Coo Chi Coo brought In & Out in to charge him with a copyright infringement on the pamphlet for Pirates in the Caribbean.
GM Business:
All runners - the Breast Cancer Run 24th October – watch for advertising.
DYI missed, by a hare’s breathe, being charged for not returning my pen. He came dangerously close to being the first charge for the evening.
Stash and a look-alike for Little John being Astronut were charged – although I missed the charge it concerned being enormous and going off to find a bigger one.
Circle closed at 08.45 pm.
Half Cuts Plagiarism:
The Sunday Times 27th Sept ‘Reflect’ – Teo Cheng Wee
My worst nightmare is coming true. I’m turning into my mother. Not entirely, of course. I doubt her floral dresses would fit me and pastel-coloured handbags are not my thing. Yet I was doing a mighty fine impression of her last week, just days before she was due to leave for a 10-day vacation. When she first told me she was going on a package tour with a group of friends I was happy for her. It was the first time my mum was going overseas by herself and I joked that the Big Girl was growing up. She’s not getting any younger and it’s a good chance for her to see the world while she is still fairly healthy. I didn’t think I had to worry much because she is generally careful. When I go overseas, she’s so kiasu that she would bug me weeks in advance. Shell nag me to doub’le and triple check my items. So why was I on the verge of a nervous breakdown.

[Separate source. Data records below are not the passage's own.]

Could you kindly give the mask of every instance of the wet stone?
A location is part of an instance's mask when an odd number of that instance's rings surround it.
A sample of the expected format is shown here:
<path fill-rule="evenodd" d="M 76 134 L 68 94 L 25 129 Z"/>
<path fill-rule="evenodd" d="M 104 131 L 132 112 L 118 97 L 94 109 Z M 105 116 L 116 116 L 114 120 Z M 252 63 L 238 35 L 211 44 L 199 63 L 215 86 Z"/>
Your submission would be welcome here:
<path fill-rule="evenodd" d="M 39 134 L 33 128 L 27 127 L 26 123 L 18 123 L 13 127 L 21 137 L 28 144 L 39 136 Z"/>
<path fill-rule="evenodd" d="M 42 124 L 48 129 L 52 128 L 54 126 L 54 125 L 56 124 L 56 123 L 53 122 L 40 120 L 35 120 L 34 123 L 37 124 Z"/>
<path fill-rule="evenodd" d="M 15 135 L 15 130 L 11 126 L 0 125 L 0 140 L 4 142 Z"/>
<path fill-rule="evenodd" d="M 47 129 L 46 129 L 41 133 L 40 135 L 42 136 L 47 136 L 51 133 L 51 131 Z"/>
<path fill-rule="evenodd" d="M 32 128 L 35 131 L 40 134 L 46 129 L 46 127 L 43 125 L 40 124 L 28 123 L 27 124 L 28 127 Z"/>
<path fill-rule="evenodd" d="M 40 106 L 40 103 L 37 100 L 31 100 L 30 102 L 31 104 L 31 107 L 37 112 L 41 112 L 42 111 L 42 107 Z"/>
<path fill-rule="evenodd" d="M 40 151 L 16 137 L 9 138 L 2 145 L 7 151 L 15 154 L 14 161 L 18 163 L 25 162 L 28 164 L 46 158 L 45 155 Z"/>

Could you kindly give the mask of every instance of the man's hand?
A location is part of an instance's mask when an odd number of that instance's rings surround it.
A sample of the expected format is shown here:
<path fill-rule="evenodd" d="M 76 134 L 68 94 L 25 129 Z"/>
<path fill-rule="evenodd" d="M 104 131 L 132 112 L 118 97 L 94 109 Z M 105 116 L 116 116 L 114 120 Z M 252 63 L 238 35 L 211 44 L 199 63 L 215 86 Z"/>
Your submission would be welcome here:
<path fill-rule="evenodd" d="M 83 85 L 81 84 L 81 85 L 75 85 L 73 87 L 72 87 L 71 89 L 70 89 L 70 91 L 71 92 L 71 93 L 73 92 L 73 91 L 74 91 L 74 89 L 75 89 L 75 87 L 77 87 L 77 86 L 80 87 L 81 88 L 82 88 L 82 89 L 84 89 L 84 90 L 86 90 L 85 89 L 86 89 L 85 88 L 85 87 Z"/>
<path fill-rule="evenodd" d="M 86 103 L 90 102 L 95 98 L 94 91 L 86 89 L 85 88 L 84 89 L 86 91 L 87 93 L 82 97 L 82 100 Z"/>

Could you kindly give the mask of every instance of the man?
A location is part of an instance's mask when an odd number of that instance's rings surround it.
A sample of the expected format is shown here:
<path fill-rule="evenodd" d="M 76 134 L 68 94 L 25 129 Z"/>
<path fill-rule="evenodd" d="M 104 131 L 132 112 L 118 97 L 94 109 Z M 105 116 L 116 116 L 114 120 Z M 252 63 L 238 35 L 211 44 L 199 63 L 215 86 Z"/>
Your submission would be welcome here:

Well, firstly because there was a strange lack of urgency for her trip. Two days before her departure, she still hadn’t prepared anything. ‘I’ll pack tomorrow,’ she said nonchalantly when I quizzed her about it. Two days to go and nothing readied? I pursed my lips. I checked in on her again the next day. Surely, everything would be ready by now. I mean, she’s flying the next day.
She asked if I had a universal electrical adaptor. ‘Yes, yes, I do,’ I trumpeted enthusiastically, as I skipped to my room to fish it out. When I went to her room to pass it on, my jaw dropped. Everything was in a mess. ‘This is not happening, this is not happening,’ I said to myself. It was already midnight. ‘What kind of packing is this? You call this packing? You are flying tomorrow, right?’ I asked her. I panicked. ‘Okay, what else do you need? Do you have a camera? You don’t have a camera? Why didn’t you ask me? Here, take my camera. Here are the batteries. Charge them for four hours. Do you have a jacket? No you can’t take that jacket. Here, here, take this one.’ I started thinking that maybe this trip wasn’t such a charming idea. Sure, she was with friends, but she had never gone overseas without her family before. ‘Oh my God, I’m turning into her,’ I thought, realizing that this is how she talks to me before I go on my trips. What a bizarre reversal of roles. I was in a bad Disney movie.
I swear, my mum was doing this on purpose. This is for the times I made her freak out before my departures, trying to dump everything into my backpack and zooming to the airport. How ironic that I was nagging her when I always complain about her nagging me. But, I couldn’t help myself.
On On On On!
Scribed by Half Cut
Confucius
Says Phil-osophy:
Always keep your words soft
and sweet, just in case you have to eat them.